This recipe is a salad that is tangy and juicy. It is refreshing and clean tasting with the crispy, apple flavoured jicama (yam bean) marinated in a variety of citrus juices.
Marinate the jicama for at least an hour, and you can leave it overnight in the fridge if you like, ready to be made the next day.
When you find a good supplier, jicama is available for a most of the year, and it is a versatile ingredient, useful both raw and cooked. We find it readily available in our local Asian grocery.
Lightly Pickled Jicama and Citrus Salad | Yam Bean and Citrus Fresh Relish
200g jicama, peeled and julienned
100 ml orange juice
100 ml grapefruit or pomelo juice
50 ml lemon or lime juice
0.5 tspn finely grated grapefruit, orange, lemon or lime zest
salt to taste
pinch or two of cayenne powder
1 Tblspn coriander leaves, roughly chopped
1 or 2 oranges, peeled
4 red radishes, julienned
Place the julienned jicama in a bowl with the juices, zest, salt, cayenne powder and coriander leaves. Mix very well, and allow to sit for an hour. It can sit longer, just cover and refrigerate.

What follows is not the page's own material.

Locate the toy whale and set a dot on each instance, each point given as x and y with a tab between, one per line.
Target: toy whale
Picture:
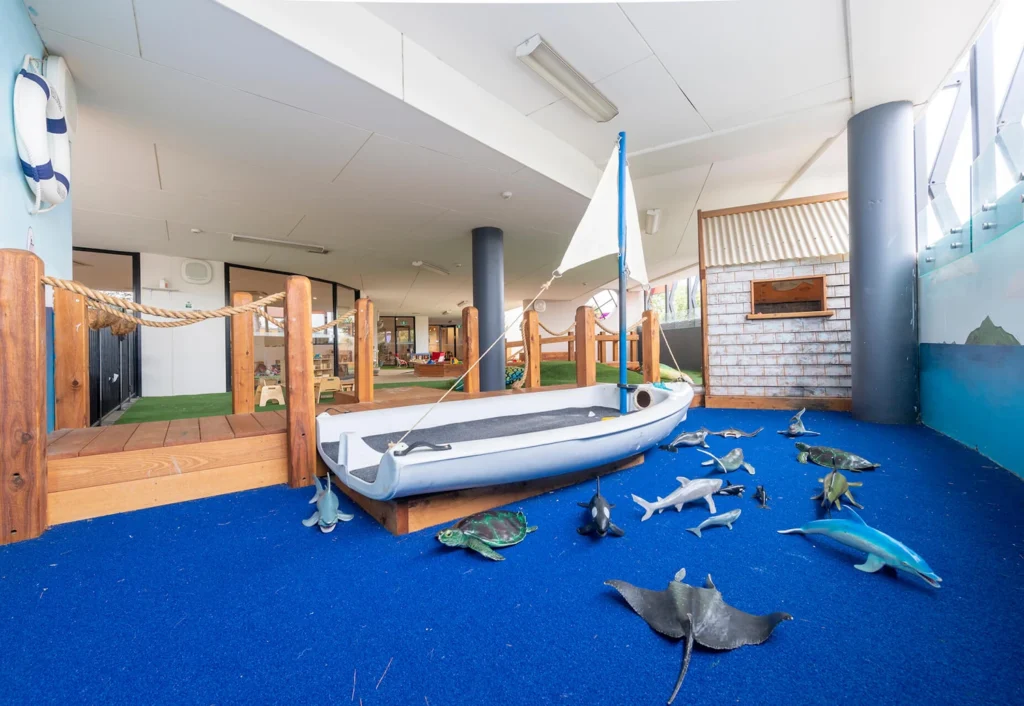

Take the peeled oranges and carefully cut between the membranes to remove the segments without their membrane covering. Combine the orange segments and the julienned radishes with the jicama and toss.
Serve garnished with long strands of coriander leaves.
recipe notes and alternatives
Use rice wine vinegar or specialty vinegars instead of the citrus juices, or use a combination of the vinegar and juices. Mix sugar with the vinegar, making sure it dissolves, to diminish the tartness of the vinegar.